Here's something similar to what you're already doing except comparing to a
file of "badwords" to look for in the URL's and then emailing you the results.
#!/bin/sh
# filter.sh
#
cd /path/to/filterscript
cat /var/log/squid/access.log | grep -if /path/to/filterscript/badwords >
hits.out
/path/to/filterscript/wordfilter.gawk hits.out
cat /path/to/filterscript/word-report | /bin/mail -s "URL Filter Report" [EMAIL
PROTECTED]
rm hits.out
#!/bin/gawk -f
# wordfilter.gawk
BEGIN {
print "URL Filter Report:" > "/path/to/filterscript/word-report"
print "--------------------------------------" >>
"/path/to/filterscript/word-report"
sp = " -> "
}
{
print strftime("%m-%d-%Y %H:%M:%S",$1), sp, $8 >>
"/path/to/filterscript/word-report"
print $7 >> "/path/to/filterscript/word-report"

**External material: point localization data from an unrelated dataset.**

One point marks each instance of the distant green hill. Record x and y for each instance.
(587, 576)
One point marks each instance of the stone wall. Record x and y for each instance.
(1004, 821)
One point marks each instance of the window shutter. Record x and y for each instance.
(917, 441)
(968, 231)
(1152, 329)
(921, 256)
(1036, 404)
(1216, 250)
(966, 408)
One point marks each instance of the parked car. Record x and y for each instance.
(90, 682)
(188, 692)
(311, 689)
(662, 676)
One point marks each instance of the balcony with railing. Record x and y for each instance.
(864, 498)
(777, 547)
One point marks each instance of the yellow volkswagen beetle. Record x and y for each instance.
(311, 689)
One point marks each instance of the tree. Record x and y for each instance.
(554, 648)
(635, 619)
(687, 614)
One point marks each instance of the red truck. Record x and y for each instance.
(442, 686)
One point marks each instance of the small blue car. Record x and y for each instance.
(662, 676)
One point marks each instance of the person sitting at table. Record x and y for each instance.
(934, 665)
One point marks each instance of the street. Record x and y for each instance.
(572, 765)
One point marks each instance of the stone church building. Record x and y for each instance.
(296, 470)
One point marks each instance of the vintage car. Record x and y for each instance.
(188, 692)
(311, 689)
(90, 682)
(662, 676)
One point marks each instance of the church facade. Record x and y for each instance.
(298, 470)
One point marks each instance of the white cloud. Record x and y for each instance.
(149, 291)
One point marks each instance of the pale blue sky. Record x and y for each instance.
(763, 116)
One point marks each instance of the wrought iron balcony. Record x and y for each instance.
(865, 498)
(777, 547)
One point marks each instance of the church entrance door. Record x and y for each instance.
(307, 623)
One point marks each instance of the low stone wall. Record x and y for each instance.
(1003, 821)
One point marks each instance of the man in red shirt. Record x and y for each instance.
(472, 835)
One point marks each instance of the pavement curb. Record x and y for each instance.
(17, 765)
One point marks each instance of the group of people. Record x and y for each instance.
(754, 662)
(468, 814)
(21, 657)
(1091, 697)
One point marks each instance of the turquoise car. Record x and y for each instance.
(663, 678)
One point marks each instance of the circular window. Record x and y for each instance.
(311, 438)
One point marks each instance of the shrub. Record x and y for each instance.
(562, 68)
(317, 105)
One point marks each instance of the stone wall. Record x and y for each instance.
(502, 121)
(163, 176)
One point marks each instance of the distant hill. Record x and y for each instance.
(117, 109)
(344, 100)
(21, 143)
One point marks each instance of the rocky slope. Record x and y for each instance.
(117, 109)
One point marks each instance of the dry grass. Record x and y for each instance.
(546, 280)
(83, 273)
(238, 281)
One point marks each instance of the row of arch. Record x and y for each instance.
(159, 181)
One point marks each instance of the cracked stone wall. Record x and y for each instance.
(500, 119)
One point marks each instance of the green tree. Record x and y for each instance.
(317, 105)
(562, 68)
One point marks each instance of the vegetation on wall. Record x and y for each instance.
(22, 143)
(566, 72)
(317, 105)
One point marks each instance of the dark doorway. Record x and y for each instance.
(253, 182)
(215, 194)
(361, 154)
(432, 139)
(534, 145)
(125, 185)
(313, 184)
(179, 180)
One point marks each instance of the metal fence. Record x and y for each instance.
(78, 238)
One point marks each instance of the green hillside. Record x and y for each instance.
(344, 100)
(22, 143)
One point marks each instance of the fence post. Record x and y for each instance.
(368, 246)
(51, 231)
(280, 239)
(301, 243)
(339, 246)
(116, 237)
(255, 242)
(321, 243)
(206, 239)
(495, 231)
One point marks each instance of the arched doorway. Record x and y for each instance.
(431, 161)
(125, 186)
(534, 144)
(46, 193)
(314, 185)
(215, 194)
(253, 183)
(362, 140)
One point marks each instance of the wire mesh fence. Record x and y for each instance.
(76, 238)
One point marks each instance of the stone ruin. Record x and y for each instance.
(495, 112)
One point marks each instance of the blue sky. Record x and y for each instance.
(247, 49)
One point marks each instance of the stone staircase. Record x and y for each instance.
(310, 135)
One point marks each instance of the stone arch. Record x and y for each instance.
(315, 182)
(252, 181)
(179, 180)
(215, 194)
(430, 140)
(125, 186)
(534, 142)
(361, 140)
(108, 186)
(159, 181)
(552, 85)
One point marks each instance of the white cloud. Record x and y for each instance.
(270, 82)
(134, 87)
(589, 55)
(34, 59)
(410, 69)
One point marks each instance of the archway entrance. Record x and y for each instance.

print "" >> "/path/to/filterscript/word-report"
}
You may need to adjust the columns printed in the awk script. They're set for
username instead of IP's. Also, you'll need to make a
"/path/to/filterscript/badwords" file with the words/regex you want to search
for....one per line. Someone with better regex skills could probably eliminate
a lot "false" hits with specific patterns in the "badwords" file. I'm using
this in addition to squidGuard and blacklists to catch URL's that were missed
so the output isn't near as large as what you're getting.
Rob
-------------------------------------
Rob Asher
Network Systems Technician
Paragould School District
(870)236-7744 Ext. 169
>>> "Steven Engebretson" <[EMAIL PROTECTED]> 6/11/2008 1:32 PM >>>
I am looking for a tool that will scan the access.log file for pornographic
sites, and will report the specifics back. We do not block access to any
Internet sites, but need to monitor for objectionable content.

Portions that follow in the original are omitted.